Cette approche de l’évaluation de l’information par sa provenance rejoint celle de ses conditions de production. L’information est-elle le résultat d‘un long travail d’investigation de journalistes indépendants, ou générée en temps réel par des pigistes travaillant sous la pression de l’immédiateté et d’un nombre de clics à générer ? Le numérique a reconfiguré considérablement la production d’information, du fait des revenus publicitaires qui se sont reportés de la presse écrite et télévisuelle vers la toile, au profit d’intermédiaires tels Google, plutôt que des producteurs d’information eux-mêmes.

Les GAFAM tirant profit de la publicité d’autant plus que celle-ci est profilée, la distribution de l‘information en ligne est donc soumise autant à des distorsions liées à la génération d’audience qu’à la création inévitable de “bulles de filtre”. 

Eli Pariser a dénommé "bulle de filtre" cet "univers d'information unique pour chacun d'entre nous" créé par l'adaptation constante du contenu que nous voyons sur internet à nos préférences.
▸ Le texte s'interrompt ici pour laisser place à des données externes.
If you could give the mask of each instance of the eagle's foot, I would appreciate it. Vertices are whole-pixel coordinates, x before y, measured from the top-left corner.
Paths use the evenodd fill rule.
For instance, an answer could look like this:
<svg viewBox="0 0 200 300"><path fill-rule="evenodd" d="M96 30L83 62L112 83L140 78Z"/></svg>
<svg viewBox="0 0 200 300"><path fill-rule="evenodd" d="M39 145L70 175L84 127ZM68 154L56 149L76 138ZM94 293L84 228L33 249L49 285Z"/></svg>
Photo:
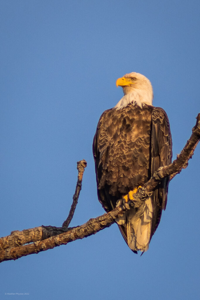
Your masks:
<svg viewBox="0 0 200 300"><path fill-rule="evenodd" d="M138 188L135 188L133 190L130 190L129 192L128 195L126 195L124 196L124 199L125 199L125 203L127 203L129 200L134 200L133 195L137 193L138 190L140 188L142 188L142 187L140 185Z"/></svg>

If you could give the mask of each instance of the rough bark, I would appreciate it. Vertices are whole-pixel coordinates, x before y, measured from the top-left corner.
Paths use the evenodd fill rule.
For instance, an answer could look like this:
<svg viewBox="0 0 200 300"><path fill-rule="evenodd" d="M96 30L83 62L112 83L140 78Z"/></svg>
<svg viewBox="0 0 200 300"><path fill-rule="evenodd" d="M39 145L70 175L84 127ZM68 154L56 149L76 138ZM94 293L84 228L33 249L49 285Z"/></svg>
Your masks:
<svg viewBox="0 0 200 300"><path fill-rule="evenodd" d="M160 168L142 188L134 195L134 200L125 203L119 200L117 207L107 214L95 218L91 219L80 226L68 228L73 217L81 188L82 175L86 166L84 160L77 163L78 180L73 202L69 215L61 227L41 226L22 231L12 231L11 234L0 239L0 262L16 260L22 256L52 249L66 244L75 240L94 234L114 223L115 219L132 207L139 206L147 196L158 184L161 179L169 176L170 180L187 166L188 161L200 139L200 113L196 118L196 123L192 129L191 136L177 158L169 166ZM27 243L31 243L28 244Z"/></svg>

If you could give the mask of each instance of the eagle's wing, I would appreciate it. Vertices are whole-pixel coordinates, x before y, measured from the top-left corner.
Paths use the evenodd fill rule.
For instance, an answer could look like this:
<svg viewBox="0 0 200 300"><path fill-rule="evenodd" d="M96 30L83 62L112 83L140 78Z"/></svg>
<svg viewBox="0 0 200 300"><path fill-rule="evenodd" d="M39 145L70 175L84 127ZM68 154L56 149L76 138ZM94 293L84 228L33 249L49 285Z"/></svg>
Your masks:
<svg viewBox="0 0 200 300"><path fill-rule="evenodd" d="M172 142L169 121L162 108L155 107L152 112L151 174L160 166L172 162ZM150 240L160 220L163 209L167 204L169 177L161 182L153 192L154 214Z"/></svg>
<svg viewBox="0 0 200 300"><path fill-rule="evenodd" d="M106 166L103 165L102 164L100 163L101 158L104 155L106 151L108 137L106 130L104 129L103 126L104 117L106 113L112 109L105 111L100 117L99 122L97 125L96 132L94 137L92 145L93 155L95 161L95 167L96 173L97 182L98 186L100 179L102 174L105 172L104 169ZM100 135L101 135L100 139ZM104 162L104 165L106 162ZM111 201L109 201L108 199L110 199L111 196L109 194L108 190L106 188L106 185L105 185L103 190L97 189L97 194L99 201L101 203L102 206L108 212L115 208L115 205L112 205Z"/></svg>

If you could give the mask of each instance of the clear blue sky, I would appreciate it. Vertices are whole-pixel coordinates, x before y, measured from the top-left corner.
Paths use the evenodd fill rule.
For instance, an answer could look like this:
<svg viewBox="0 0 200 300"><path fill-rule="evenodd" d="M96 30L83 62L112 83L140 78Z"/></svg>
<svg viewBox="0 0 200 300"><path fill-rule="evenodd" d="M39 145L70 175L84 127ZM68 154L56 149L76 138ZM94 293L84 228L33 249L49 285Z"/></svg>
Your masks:
<svg viewBox="0 0 200 300"><path fill-rule="evenodd" d="M126 73L152 82L169 119L173 158L199 112L200 2L0 1L0 235L61 226L88 166L72 226L104 213L92 152L99 117L122 96ZM0 298L95 300L199 297L200 147L170 183L140 257L116 224L66 246L1 264ZM20 296L22 297L22 296ZM20 299L22 298L20 298Z"/></svg>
Cette personnalisation se fait par l'intermédiaire d'algorithmes qui croisent nos actions passées sur le réseau avec celles de personnes partageant certaines de nos actions ou caractéristiques, afin de prédire ce qui nous intéressera le plus.
Ce phénomène de bulle de filtre est nouveau en ce qu'il introduit trois dynamiques inédites selon Eli Pariser :

  • l'isolement strict de la personne dans sa bulle de filtre, à l'inverse des médias, qui même très spécialisés, ont toujours une audience composée de plusieurs personnes.
  • l'invisibilité des contours de la bulle de filtre, l'opacité des critères qui la forment. A l’inverse de l'orientation politique d'un journal qu'il est possible de connaître, l'internaute ne sait pas comment, par quels biais, ses informations sont personnalisées.
  • l'impossibilité de choisir d'entrer ou non dans sa bulle de filtre. Contrairement à un journal qu'on choisit de lire, ou une chaîne de télévision de regarder, le filtrage de l'information du web s'effectue sans qu'on y prenne garde, et est de plus en plus difficile à éviter. 

Il faut en tenir compte si l’on recherche une information plutôt objective, de qualité car issue d‘un travail rigoureux de journalisme. Une information dont le but premier n’est pas de séduire pour générer de l’audience, ni d’aller dans le sens des croyances particulières des individus pour les retenir sur un réseau dont la valeur croît avec le nombre d’utilisateurs. Il y a là évidemment un enjeu pour le débat public.  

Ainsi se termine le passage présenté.